India has so far reported over 17 lakh cases of the novel Coronavirus, and it’s increasing every day. As a precautionary measure, the government had advised to wear masks, wash hands frequently, use sanitizers. These lifestyle changes were called the “new normal”, but television producer Mou Das feels instead of giving tags people should accept what’s happening around them and even says that the “new normal” is the “old unusual”.
“It is all enraging chaos underneath the pause button which we are labeling as ‘new normal’. The new normal is a synonym of unpredictability, anxiousness, and despair. Isolating social animals like humans are not normal. Calling for a halt across the globe is not normal. To maintain balance, one must keep moving. This ‘normal’ has compromised productivity and creativity.
This ‘normal’ has compromised life. The pre-pandemic world appears like a faint memory, one written in lost pages, one we dream. We have every right to feel anxious, nervous, scared, terrified, guilty, or sad but most importantly we need to accept what’s going on around instead of giving it tags like ‘new normal’ just for the peace of our mind,” she said.
“Doing this will eventually spread more terror and fright when the larger truth hits us with a blow. Believing the current state of reality without judgment will help alleviate much of the internal struggle. Communicating and expressing ourselves in any form, especially art, might serve as a tunnel to channelize our feelings. The new normal should be the old unusual,” she added.
Television Producer Mou Das:
Soon after the Coronavirus outbreak was declared a pandemic, the Indian government announced a nationwide lockdown, which went for over 60 days. The entertainment industry was also shut for over three months and the shoots recently resumed with some government-approved guidelines.
The producer appreciated the industry’s efforts and said, “Life goes on, whether you choose to move on and take a chance in the unknown, or stay behind, locked in your situatedness thinking of what could’ve been is on you.
It is good to see that the industry believes in the true spirit of life. ‘The show must go on’. But definitely, everyone working outdoors or in the studio is taking all precautions and maintaining social distance. We need to keep our optimism but at the same time, in the name of positivity, we can’t risk the lives of others as well as ourselves. We must be aware of everything and work with caution. Bollywood believes: When the going gets tough, the tough get going.”

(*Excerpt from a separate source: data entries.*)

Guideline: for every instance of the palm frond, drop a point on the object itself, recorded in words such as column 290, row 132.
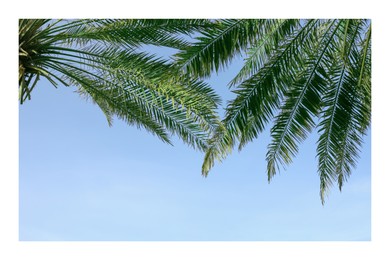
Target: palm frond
column 217, row 46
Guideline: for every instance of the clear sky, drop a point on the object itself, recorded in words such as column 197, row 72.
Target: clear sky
column 82, row 180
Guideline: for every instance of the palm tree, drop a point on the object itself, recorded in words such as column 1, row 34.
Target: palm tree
column 298, row 74
column 105, row 61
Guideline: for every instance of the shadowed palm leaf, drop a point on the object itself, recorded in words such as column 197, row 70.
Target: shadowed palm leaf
column 102, row 59
column 300, row 74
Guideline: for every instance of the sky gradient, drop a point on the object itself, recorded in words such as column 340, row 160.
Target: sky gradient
column 82, row 180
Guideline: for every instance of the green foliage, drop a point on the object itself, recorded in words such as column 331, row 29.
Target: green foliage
column 298, row 74
column 102, row 58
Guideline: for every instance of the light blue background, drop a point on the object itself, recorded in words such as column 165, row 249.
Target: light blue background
column 82, row 180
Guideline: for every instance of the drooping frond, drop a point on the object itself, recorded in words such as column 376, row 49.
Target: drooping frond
column 301, row 75
column 216, row 47
column 260, row 96
column 102, row 59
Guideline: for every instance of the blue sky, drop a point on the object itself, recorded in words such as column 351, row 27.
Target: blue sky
column 82, row 180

During the lockdown, people not only struggled to survive the Coronavirus battle but also to get basic amenities. A lot of people lost their jobs and many actors were also out of work. They even spoke about battling depression. Mou feels “COVID-19 has acted as a catalyst inducing angst in the life of individuals who are already stressed because of various factors and modern lifestyles. Some of this stress, if not handled well, can push human beings into depression. It causes a persistent feeling of sadness and loss of interest. A lot of people conceal their depression – they mask their symptoms and put on a ‘happy faceʼ for others.”
“Suicides and mental illness are becoming common among celebs today while taking the unfortunate example of actor Sushant Singh Rajput. In the entertainment industry, there is a lot of pressure to perform, not only on-screen but off-screen too by making right friends, being in news in the right manner, and being in touch with the right people.
There are sporadic attempts to create a healthy atmosphere for people in the industry to talk about what’s troubling them, but we are still struggling. While some show signs that can indicate their suicidal tendencies, there are many who may never say or do anything to indicate that they may end their life.
It is important to seek out help, not just for relationships and work, but for our own sake. We should talk to someone in our family or one of our friends. We can talk to our doctor, human resources at work, or a therapist. If we do not want to speak to someone face-to-face, we can talk to someone online. Depression is not a sign of weakness. It means you have been strong for far too long,” she added.
Can you share your biggest takeaway from this pandemic? “I’ve been thinking a lot – what’s the outcome of all this? This virus has taught us equality. This situation has shown us that we are all the same regardless of our success or failure or religion or culture.
It has also taught me a very big lesson – humility. In this industry, those who are no less than gods have also contracted the disease and suffered. We, humans, are fragile by ourselves. Our strength lies in being part of a community.” “It has taught me that everything can end tomorrow, and so we must focus on what is important to us,” Mou signed off.